Das Mahnverfahren ist ein vereinfachtes Verfahren der Zivilgerichte, mit welchem der Gläubiger einen Vollstreckungstitel gegen den Schuldner erwirken kann, sofern letzterer nicht widerspricht. Der Gläubiger muss hierzu einen Mahnantrag stellen, der bei Gericht wohlgemerkt nur anhand gewisser formaler Kriterien durch den Rechtspfleger geprüft wird, nicht aber materiell-rechtlich durch den Richter. Insbesondere wird nicht nachgeprüft, ob die im Mahnantrag gemachten Angaben auch den Tatsachen entsprechen.

Dem Fall vor dem BGH lag ein Wohnungskauf aus 1992 zu Grunde. Spätestens 2005 erfuhr der spätere Kläger, dass ihm gegen die Beklagte Ansprüche aus der Verletzung einer vorvertraglichen Aufklärungspflicht zustanden. Gemäß der allgemeinen Regeln (§§ 195, 199 Bürgerliches Gesetzbuch) wäre dieser Anspruch Ende 2008 verjährt. Denkbar knapp, nämlich am 30. Dezember 2008, ließ der Käufer der Wohnung jedoch durch seinen Anwalt den Antrag auf Erlass eines Mahnbescheides stellen, was gemäß §§ 204 Abs. 1 Nr. 3 BGB, 167 ZPO die Verjährung hemmt.*

Keine Berufung auf Verjährungshemmung bei unwahren Angaben

Mit dem Mahnbescheid, und im darauffolgenden Gerichtsverfahren, verlangte der Käufer vom Verkäufer "großen" Schadensersatz, also jene Form des Schadensersatzes, bei der die mangelhafte Kaufsache zurückgegeben und Ersatz für die Nichterfüllung des ganzen Vertrages geschuldet wird. Dieser große Schadensersatz ist naturgemäß nur Zug-um-Zug möglich, in diesem Fall gegen Rückübereignung der Wohnung. Das Mahnverfahren hingegen ist bei wechselseitigen Ansprüchen nur dann möglich, wenn derjenige, der den Mahnbescheid beantragt, die von ihm geschuldete Leistung schon erbracht hat, § 690 Abs. 1 Nr. 4 Zivilprozessordnung.
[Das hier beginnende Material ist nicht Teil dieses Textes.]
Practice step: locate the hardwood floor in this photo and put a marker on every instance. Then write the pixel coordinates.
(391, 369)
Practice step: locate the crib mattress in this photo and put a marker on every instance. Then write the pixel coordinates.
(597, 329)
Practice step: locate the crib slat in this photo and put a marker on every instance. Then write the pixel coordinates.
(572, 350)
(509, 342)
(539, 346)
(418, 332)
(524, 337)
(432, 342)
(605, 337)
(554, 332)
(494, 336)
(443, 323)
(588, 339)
Genau dies hatte der Anwalt des Käufers im Antrag vom 30. Dezember 2008 auch – bewusst wahrheitswidrig – angegeben. Im folgenden Prozess berief der Verkäufer sich jedoch auf Verjährung, und bekam darin nun vom BGH im Ergebnis Recht: Zwar werde die Verjährung in einer Konstellation wie dieser durch die Beantragung des Mahnbescheides gehemmt. Dem Käufer sei es jedoch nach Treu und Glauben verwehrt, sich auf die Hemmung der Verjährung auch zu berufen, wenn er den Mahnbescheid mit bewusst wahrheitswidrigen Angaben erwirkt habe.
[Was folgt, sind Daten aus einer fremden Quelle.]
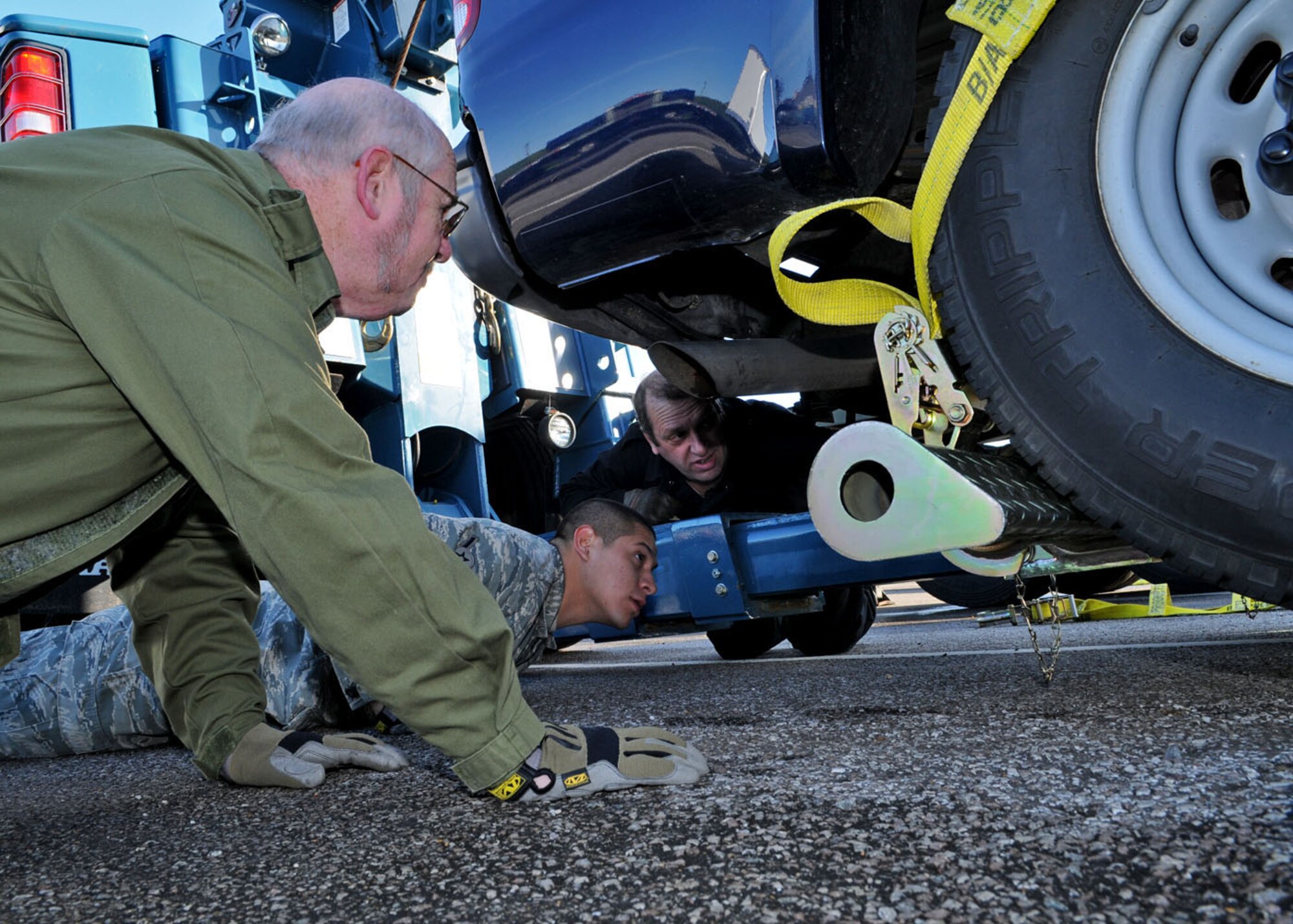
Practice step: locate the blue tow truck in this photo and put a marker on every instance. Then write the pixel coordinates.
(483, 407)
Erstreckung auch auf den kleinen Schadensersatz

Besonders schmerzlich für den Käufer ist, dass der BGH diesen Gedanken im Regelfall auch auf den "kleinen" Schadensersatz erstreckt, bei dem der Käufer die Kaufsache behält und lediglich die Wertdifferenz zu einer mangelfreien Sache vom Verkäufer fordert. Da hierfür keine Gegenleistung des Käufers erforderlich ist, hätte der Käufer zumindest den Anspruch auf kleinen Schadensersatz in seinem Antrag auf den Erlass eines Mahnbescheides geltend machen können.

Die Wendungen "grundsätzlich" und "im Regelfall" in der Pressemitteilung des BGH lassen wohl erahnen, dass es zu den hier geschilderten Grundsätzen möglicherweise Ausnahmen wird geben können; diese werden aber erst mit Veröffentlichung des Urteils im Volltext offenbar werden (Urt. v. 23.06.2015, Az. XI ZR 536/14).
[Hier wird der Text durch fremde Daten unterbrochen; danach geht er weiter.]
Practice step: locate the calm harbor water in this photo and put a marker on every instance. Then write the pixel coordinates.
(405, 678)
* Anm. d. Red.: Hier stand zunächst unzutreffend, dass die Erstreckung auf den Antragszeitpunkt nicht gesetzlich geregelt sei. Tatsächlich ist dies in § 167 ZPO der Fall. Geändert am 24.06.2015, 8:30

Zitiervorschlag

Constantin Baron van Lijnden, BGH zum Missbrauch des Mahnverfahrens: . In: Legal Tribune Online, 23.06.2015 , https://www.lto.de/persistent/a_id/15967 (abgerufen am: 03.10.2024 )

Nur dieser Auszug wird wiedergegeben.